Correlation Between GEN Restaurant and Greif,
Can any of the company-specific risk be diversified away by investing in both GEN Restaurant and Greif, at the same time? Although using a correlation coefficient on its own may not help to predict future stock returns, this module helps to understand the diversifiable risk of combining GEN Restaurant and Greif, into the same portfolio, which is an essential part of the fundamental portfolio management process.
By analyzing existing cross correlation between GEN Restaurant Group, and Greif, Inc, you can compare the effects of market volatilities on GEN Restaurant and Greif, and check how they will diversify away market risk if combined in the same portfolio for a given time horizon. You can also utilize pair trading strategies of matching a long position in GEN Restaurant with a short position of Greif,. Check out your portfolio center. Please also check ongoing floating volatility patterns of GEN Restaurant and Greif,.
Diversification Opportunities for GEN Restaurant and Greif,
-0.02 | Correlation Coefficient |
Good diversification
The 3 months correlation between GEN and Greif, is -0.02. Overlapping area represents the amount of risk that can be diversified away by holding GEN Restaurant Group, and Greif, Inc in the same portfolio, assuming nothing else is changed. The correlation between historical prices or returns on Greif, Inc and GEN Restaurant is a relative statistical measure of the degree to which these equity instruments tend to move together. The correlation coefficient measures the extent to which returns on GEN Restaurant Group, are associated (or correlated) with Greif,. Values of the correlation coefficient range from -1 to +1, where. The correlation of zero (0) is possible when the price movement of Greif, Inc has no effect on the direction of GEN Restaurant i.e., GEN Restaurant and Greif, go up and down completely randomly.

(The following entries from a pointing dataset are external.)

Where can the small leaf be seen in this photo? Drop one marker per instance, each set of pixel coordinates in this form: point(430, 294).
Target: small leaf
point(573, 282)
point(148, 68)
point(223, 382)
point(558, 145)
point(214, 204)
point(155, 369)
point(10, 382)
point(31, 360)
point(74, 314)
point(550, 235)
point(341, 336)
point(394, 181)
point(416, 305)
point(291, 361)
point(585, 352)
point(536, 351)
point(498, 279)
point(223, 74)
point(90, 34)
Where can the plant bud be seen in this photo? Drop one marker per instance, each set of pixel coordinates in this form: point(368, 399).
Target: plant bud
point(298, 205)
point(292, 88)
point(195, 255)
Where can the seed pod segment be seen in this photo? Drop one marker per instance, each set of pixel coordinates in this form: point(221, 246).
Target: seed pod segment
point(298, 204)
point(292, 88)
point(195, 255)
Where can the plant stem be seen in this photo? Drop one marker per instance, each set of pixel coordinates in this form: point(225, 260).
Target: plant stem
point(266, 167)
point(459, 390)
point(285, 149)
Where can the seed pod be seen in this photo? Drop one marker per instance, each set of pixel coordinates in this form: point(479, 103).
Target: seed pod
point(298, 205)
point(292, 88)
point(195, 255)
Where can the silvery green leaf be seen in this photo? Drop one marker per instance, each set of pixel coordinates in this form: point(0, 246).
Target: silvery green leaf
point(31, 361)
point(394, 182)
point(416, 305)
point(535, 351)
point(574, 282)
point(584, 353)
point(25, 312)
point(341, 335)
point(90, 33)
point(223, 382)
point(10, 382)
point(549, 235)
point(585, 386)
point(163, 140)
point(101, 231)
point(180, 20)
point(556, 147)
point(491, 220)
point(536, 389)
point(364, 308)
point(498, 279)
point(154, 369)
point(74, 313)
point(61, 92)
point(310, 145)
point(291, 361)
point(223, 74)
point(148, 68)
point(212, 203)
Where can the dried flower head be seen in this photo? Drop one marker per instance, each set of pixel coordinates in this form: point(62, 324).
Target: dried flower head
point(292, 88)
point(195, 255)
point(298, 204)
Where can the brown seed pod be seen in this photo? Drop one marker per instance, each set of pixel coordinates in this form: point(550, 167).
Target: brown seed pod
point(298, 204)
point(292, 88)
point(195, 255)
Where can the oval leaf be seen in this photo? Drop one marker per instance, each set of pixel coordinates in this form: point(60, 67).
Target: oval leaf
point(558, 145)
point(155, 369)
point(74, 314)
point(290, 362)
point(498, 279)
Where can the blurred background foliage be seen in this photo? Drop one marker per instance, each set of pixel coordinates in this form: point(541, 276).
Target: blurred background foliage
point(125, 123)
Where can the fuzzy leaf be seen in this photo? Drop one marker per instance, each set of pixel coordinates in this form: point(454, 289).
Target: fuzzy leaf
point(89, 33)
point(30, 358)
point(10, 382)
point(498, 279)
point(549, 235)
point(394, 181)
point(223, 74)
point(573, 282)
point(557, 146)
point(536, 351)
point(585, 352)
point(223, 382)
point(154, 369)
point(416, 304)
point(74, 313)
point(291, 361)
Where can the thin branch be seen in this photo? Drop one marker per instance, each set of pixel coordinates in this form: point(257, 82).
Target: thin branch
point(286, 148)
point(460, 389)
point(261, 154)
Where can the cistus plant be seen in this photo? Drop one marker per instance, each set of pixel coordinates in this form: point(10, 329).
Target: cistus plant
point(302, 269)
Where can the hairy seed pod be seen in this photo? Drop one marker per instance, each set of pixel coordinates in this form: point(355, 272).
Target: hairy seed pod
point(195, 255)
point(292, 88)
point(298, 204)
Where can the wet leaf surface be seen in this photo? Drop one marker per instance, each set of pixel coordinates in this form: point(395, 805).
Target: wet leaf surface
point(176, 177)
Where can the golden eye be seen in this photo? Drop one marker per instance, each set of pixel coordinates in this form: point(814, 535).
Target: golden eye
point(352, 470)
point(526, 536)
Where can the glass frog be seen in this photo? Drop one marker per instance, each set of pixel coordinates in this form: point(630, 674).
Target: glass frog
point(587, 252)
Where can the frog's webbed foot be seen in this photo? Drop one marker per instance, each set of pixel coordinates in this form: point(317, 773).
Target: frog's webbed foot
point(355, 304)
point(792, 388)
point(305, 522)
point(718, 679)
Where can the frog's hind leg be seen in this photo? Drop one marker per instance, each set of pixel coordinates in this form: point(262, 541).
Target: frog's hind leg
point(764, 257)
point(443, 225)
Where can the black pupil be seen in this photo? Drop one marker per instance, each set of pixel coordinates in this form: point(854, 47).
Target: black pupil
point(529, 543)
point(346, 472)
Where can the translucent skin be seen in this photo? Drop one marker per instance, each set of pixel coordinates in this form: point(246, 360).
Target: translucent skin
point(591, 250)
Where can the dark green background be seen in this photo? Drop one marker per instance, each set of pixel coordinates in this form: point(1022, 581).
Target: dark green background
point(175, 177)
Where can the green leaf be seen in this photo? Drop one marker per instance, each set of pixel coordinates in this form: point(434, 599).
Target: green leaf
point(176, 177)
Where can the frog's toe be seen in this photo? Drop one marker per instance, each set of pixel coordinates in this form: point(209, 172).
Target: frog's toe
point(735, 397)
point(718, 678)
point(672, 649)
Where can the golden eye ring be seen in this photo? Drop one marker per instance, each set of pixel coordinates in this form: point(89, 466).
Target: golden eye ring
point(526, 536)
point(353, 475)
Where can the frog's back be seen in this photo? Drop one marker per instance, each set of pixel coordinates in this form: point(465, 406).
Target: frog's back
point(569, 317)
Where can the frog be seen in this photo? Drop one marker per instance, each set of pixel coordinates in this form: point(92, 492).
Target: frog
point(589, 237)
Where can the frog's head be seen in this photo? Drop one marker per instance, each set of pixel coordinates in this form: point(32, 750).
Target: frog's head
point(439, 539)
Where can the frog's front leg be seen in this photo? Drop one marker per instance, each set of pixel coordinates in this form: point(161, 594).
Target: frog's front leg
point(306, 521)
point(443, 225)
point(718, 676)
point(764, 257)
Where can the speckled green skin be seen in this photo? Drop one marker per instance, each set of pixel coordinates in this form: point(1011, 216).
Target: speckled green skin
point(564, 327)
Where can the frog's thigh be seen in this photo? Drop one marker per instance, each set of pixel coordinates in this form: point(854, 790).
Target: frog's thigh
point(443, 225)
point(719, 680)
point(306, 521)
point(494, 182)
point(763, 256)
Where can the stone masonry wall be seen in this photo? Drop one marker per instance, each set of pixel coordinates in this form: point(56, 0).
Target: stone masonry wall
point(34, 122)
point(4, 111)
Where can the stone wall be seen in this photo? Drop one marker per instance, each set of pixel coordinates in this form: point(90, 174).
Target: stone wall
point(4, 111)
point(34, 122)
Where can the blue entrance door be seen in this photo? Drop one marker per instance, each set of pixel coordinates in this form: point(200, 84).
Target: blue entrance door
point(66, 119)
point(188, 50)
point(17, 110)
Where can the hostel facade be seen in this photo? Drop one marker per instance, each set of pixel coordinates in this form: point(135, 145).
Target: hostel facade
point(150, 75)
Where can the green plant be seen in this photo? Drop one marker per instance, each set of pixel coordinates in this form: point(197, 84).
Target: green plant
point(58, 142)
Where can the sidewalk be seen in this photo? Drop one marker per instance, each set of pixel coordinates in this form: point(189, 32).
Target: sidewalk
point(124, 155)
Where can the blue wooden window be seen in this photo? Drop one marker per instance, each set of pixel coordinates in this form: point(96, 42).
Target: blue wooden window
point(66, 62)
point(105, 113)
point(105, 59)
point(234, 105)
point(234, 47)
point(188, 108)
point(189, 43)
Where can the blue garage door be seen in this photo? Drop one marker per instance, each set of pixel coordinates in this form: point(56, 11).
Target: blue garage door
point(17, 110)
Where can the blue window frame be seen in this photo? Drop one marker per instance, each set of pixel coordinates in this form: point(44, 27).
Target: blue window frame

Pair Corralation between GEN Restaurant and Greif,
Given the investment horizon of 90 days GEN Restaurant Group, is expected to generate 2.58 times more return on investment than Greif,. However, GEN Restaurant is 2.58 times more volatile than Greif, Inc. It trades about 0.03 of its potential returns per unit of risk. Greif, Inc is currently generating about 0.04 per unit of risk. If you would invest 725.00 in GEN Restaurant Group, on September 14, 2024 and sell it today you would earn a total of 61.00 from holding GEN Restaurant Group, or generate 8.41% return on investment over 90 days.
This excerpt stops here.